Guillory, now a contract attorney, started writing non-legal prose about eight years after joining Morrison & Foerster and an earlier clerkship in San Francisco with U.S. District Judge Susan Y. Illston, JD ’73. In the book’s acknowledgments, Guillory credits among others Pamela S. Karlan as an inspiration. Karlan, the Kenneth and Harle Montgomery Professor of Public Interest Law and co-director of SLS’s Supreme Court Litigation Clinic, recalls her well. According to Karlan, “Jasmine was a breath of fresh air in the law school. But even if the couple of funny emails of hers that I’ve saved (now for 15+ years) were the extent of her comedic writing, she’d still be one of my favorites.”

“I’ve long seen a very clear pathway from my legal practice to writing crime fiction.”

— Michele Campbell, JD ’89, author of the best-selling Vargas Legal Thrillers

Matthew Lansburgh, JD ’97, published award-winning fiction last year, while working as a lawyer in New York City. His collection of linked stories, Outside Is the Ocean, won the 2017 Iowa Short Fiction Award and was a finalist for the 30th Annual Lambda Literary Award and the 2018 Ferro-Grumley Award for LGBTQ Fiction. His central character is a German immigrant named Heike who moves to the United States after World War II in search of a new life. Lansburgh’s stories, told from various characters’ points of view, trace Heike’s journey over the next several decades. Described by one reviewer as “one of fiction’s great bad mothers,” Heike is by turns funny, frustrating, endearing, and unhinged.

Lansburgh, who worked on the book for over a decade mostly while still working full time as a lawyer, says writing fiction served “as a good counterpoint to the stress” he often felt practicing corporate law.

After Stanford, Lansburgh joined Simpson Thacher & Bartlett and then worked in-house at Sony Music, Time Warner Cable, and The New York Public Library, where he was associate general counsel. While he worked at NYPL, he enrolled in NYU’s MFA program in creative writing where he studied Zadie Smith and Jonathan Safran Foer.

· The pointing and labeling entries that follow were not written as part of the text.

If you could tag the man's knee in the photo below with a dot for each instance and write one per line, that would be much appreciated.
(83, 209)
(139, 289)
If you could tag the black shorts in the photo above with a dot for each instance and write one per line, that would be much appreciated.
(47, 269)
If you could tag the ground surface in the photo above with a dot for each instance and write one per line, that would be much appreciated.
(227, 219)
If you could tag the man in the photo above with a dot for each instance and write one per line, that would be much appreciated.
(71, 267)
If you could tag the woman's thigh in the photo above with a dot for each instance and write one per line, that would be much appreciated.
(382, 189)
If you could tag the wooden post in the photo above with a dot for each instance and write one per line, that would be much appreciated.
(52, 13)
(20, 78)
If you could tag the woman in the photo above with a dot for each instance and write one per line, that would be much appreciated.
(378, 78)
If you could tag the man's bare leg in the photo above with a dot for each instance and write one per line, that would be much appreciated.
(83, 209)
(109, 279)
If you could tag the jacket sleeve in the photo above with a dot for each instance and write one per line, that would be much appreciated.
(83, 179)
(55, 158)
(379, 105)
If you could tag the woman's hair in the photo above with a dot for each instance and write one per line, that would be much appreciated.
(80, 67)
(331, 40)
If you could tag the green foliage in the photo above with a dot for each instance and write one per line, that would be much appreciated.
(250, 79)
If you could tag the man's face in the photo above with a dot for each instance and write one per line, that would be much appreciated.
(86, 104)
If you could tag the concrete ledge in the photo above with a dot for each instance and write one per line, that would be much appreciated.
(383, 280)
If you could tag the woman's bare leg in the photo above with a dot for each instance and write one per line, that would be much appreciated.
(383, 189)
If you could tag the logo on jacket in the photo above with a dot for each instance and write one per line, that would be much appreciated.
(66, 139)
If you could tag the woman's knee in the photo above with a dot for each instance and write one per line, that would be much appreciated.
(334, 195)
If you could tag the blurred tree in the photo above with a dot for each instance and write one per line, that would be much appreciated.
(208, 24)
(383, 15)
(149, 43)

Although Lansburgh feels it has, at times, been hard to juggle his legal career with his passion for writing, he says that recently he’s found a good balance. (He currently works three days a week at Hudson’s Bay Company as a director and senior counsel.) “Having time to write seriously while also supporting myself is a dream come true,” he says.  SL

John Roemer, a freelance journalist, was a staff writer for the San Francisco Daily Journal.